Colonel Baden-Powell did not look on my presence with great favour, neither did he order me to leave, and I had a sort of presentiment that I might be useful, considering that there were but three trained nurses in the Victoria Hospital to minister to the needs of the whole garrison. Therefore, though I talked of going South every day by one of the overcrowded trains to Cape Town, in which the Government was offering free tickets to any who wished to avail themselves of the opportunity, I secretly hoped to be allowed to remain. We had taken a tiny cottage in the town, and we had all our meals at Dixon's Hotel, where the food was weird, but where certainly no depression of spirits reigned. I even bought a white pony, called Dop,[[22]] from a Johannesburg polo-player, and this pony, one of the best I have ever ridden, had later on some curious experiences.
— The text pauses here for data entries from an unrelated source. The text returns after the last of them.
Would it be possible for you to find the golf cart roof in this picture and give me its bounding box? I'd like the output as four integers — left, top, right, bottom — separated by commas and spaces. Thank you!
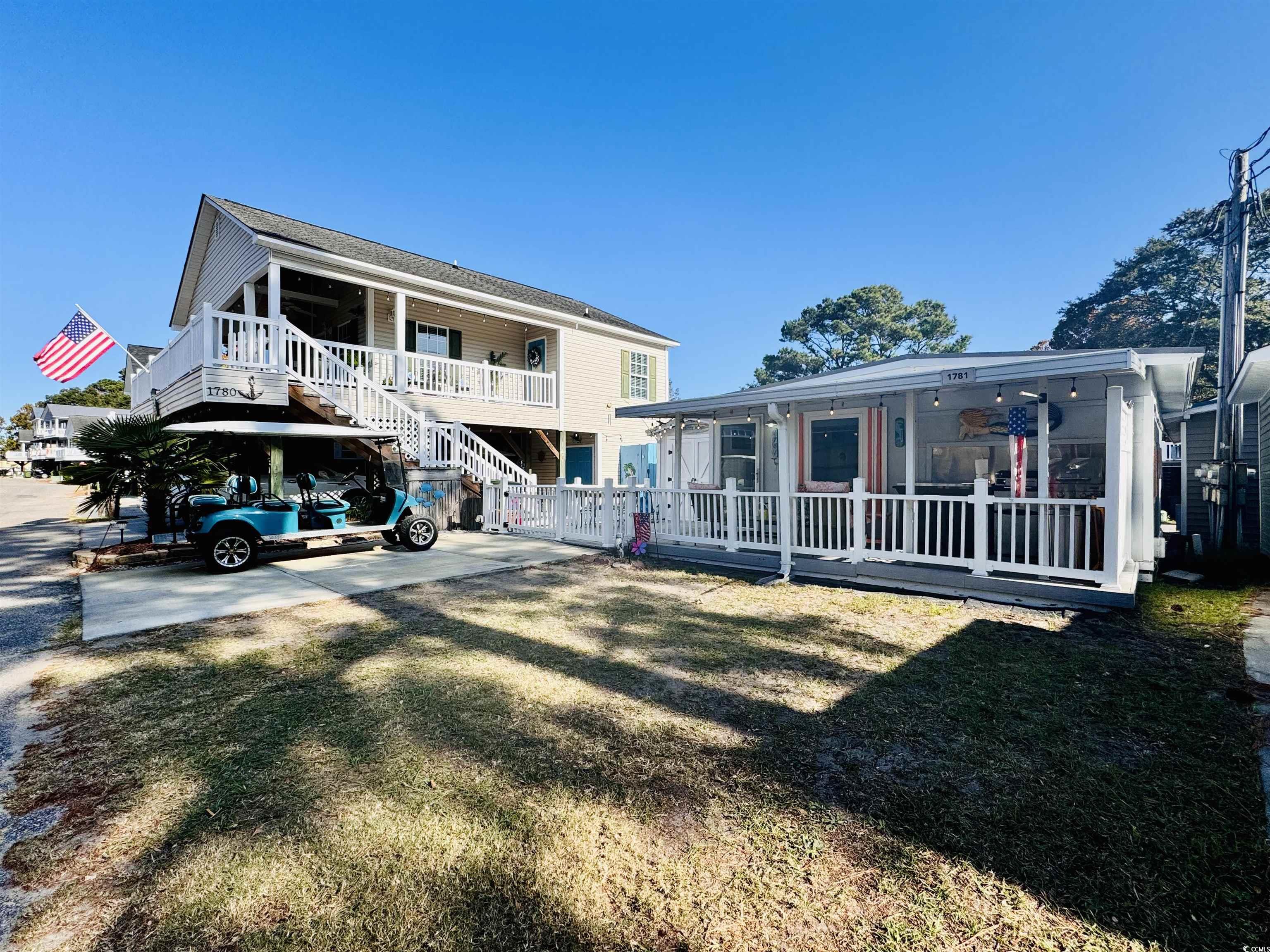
164, 420, 398, 439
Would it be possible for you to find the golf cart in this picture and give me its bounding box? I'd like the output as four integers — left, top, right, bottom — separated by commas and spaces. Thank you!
164, 420, 443, 572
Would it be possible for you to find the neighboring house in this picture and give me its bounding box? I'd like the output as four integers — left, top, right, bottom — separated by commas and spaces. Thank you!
27, 404, 128, 472
609, 348, 1203, 604
127, 195, 677, 492
1161, 400, 1261, 546
1231, 347, 1270, 555
4, 430, 36, 471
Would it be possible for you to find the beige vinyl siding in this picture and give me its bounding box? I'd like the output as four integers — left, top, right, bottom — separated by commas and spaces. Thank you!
192, 212, 269, 317
373, 290, 556, 372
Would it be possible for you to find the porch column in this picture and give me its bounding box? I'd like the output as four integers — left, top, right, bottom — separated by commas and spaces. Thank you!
392, 290, 406, 393
1036, 377, 1050, 565
767, 404, 796, 578
1107, 387, 1129, 588
1177, 419, 1190, 548
265, 437, 282, 499
904, 390, 917, 552
671, 414, 683, 491
1129, 368, 1160, 571
269, 263, 282, 321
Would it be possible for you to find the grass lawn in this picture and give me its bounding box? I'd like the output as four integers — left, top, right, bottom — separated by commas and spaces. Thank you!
6, 557, 1270, 952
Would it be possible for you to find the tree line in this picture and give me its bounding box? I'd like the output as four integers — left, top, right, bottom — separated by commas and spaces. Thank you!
748, 199, 1270, 400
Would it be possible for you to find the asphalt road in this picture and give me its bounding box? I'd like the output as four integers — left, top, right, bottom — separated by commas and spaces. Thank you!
0, 478, 80, 668
0, 477, 80, 947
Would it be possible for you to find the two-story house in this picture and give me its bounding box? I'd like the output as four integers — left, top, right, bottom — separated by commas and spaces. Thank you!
127, 195, 677, 495
25, 404, 128, 472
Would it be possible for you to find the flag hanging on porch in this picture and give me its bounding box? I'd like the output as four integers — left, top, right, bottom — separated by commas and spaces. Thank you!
1006, 406, 1027, 499
34, 307, 114, 383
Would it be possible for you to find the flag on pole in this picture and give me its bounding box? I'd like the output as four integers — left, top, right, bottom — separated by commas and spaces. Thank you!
1006, 406, 1027, 499
34, 307, 114, 383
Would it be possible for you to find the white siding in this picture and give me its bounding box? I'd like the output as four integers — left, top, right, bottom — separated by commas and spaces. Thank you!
191, 212, 269, 317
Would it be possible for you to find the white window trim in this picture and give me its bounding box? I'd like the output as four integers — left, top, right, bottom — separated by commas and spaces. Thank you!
406, 317, 454, 360
626, 350, 653, 400
795, 406, 886, 489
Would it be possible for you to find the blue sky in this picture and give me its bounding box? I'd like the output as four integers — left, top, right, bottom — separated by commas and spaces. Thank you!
0, 0, 1270, 415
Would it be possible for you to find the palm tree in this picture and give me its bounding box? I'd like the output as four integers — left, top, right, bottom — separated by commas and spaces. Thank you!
66, 414, 226, 536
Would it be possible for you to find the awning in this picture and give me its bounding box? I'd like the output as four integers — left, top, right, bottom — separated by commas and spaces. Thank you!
1231, 347, 1270, 404
164, 420, 398, 439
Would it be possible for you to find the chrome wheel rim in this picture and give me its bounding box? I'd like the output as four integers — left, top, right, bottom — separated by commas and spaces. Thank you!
212, 536, 251, 569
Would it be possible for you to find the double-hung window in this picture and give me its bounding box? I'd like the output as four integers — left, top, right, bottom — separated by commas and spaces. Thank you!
405, 321, 449, 357
630, 350, 649, 400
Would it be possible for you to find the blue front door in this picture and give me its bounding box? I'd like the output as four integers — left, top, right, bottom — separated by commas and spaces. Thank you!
564, 447, 592, 485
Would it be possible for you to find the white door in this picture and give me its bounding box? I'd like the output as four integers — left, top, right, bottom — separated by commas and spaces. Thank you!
656, 429, 714, 489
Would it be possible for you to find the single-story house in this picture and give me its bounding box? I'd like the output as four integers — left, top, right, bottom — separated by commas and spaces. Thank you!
616, 348, 1203, 605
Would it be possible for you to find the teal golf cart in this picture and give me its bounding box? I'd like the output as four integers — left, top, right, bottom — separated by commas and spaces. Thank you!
165, 420, 443, 572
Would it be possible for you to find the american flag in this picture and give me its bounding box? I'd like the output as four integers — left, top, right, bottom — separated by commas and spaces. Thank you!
34, 307, 114, 383
1006, 406, 1027, 499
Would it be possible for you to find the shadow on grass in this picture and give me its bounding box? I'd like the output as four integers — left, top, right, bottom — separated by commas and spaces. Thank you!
5, 563, 1265, 948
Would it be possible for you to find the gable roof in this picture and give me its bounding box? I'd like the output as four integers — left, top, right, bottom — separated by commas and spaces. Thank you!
198, 195, 673, 343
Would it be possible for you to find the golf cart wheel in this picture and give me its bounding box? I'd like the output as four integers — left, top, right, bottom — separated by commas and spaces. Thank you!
396, 515, 437, 552
203, 528, 260, 572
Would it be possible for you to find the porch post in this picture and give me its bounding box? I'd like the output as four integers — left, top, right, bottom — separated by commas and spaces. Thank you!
268, 437, 282, 499
904, 390, 917, 552
723, 476, 740, 552
767, 404, 796, 578
1177, 418, 1190, 548
962, 476, 988, 576
1025, 377, 1050, 578
599, 477, 615, 548
556, 476, 566, 542
671, 414, 683, 493
392, 290, 406, 393
851, 476, 869, 562
1107, 387, 1129, 588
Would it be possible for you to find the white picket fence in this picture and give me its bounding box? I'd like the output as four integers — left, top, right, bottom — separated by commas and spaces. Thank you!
484, 480, 1119, 583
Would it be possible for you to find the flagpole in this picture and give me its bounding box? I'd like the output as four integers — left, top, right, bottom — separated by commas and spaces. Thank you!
75, 305, 124, 350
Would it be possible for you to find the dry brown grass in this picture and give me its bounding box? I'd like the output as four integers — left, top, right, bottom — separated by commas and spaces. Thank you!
7, 559, 1265, 951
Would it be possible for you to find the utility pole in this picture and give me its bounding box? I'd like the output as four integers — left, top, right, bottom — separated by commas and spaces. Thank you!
1214, 150, 1249, 548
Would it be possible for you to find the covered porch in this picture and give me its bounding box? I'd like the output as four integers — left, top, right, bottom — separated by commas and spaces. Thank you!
589, 350, 1199, 603
129, 263, 559, 420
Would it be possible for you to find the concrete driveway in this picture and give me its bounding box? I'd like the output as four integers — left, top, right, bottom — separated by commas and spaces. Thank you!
80, 532, 585, 641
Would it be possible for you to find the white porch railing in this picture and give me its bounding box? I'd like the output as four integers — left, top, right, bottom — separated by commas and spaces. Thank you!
484, 480, 1115, 583
129, 303, 535, 483
310, 340, 556, 406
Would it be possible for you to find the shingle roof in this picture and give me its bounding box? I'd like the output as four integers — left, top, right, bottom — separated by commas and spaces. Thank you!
208, 195, 672, 340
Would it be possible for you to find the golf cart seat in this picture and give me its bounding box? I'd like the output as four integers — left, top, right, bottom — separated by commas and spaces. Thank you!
296, 472, 348, 515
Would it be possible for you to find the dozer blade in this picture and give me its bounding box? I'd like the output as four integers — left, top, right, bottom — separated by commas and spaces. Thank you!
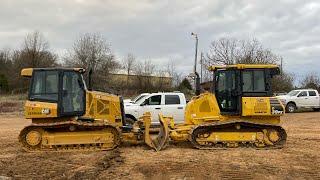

One day Dr. Jameson arrived on his way to Rhodesia, but he was hustled away with more haste than courtesy by General Baden-Powell, who bluntly told him that if he meant to stay in the town a battery of artillery would be required to defend it; and of field-guns, in spite of urgent representations, not one had reached us from Cape Town. We used to ride morning and evening on the flat country which surrounds Mafeking, where no tree or hill obscures the view for miles; and one then realized what a tiny place the seat of government of the Bechuanaland Protectorate really was, a mere speck of corrugated iron roofs on the brown expanse of the burnt-up veldt, far away from everywhere. I think it was this very isolation that created the interest in the siege at home, and one of the reasons why the Boers were so anxious to reduce it was that this town was practically the jumping-off place for the Jameson Raid. So passed the days till October 13, and then the sword, which had been suspended by a hair, suddenly fell.
On that day Major Gould Adams received a wire from the High Commissioner at Cape Town to the effect that the South African Republic had sent an ultimatum to Her Majesty's Government, in which it demanded the removal of all troops from the Transvaal borders, fixing five o'clock the following evening as a limit for their withdrawal. I had delayed my departure too long; it was extremely doubtful whether another train would be allowed to pass South, and, even when started, it would stand a great chance of being wrecked by the Boers tearing up the rails. Under these circumstances I was allotted comparatively safe quarters at the house of Mr. Benjamin Weil, of the firm of the well-known South African merchants. His residence stood in the centre of the little town, adjacent to the railway-station. At that time bomb-proof underground shelters, with which Mafeking afterwards abounded, had not been thought of, or time had not sufficed for their construction. On all sides one heard reproaches levelled at the Cape Government, and especially at General Sir William Butler, until lately commanding the troops in Cape Colony, for having so long withheld the modest reinforcements which had been persistently asked for, and, above all, the very necessary artillery.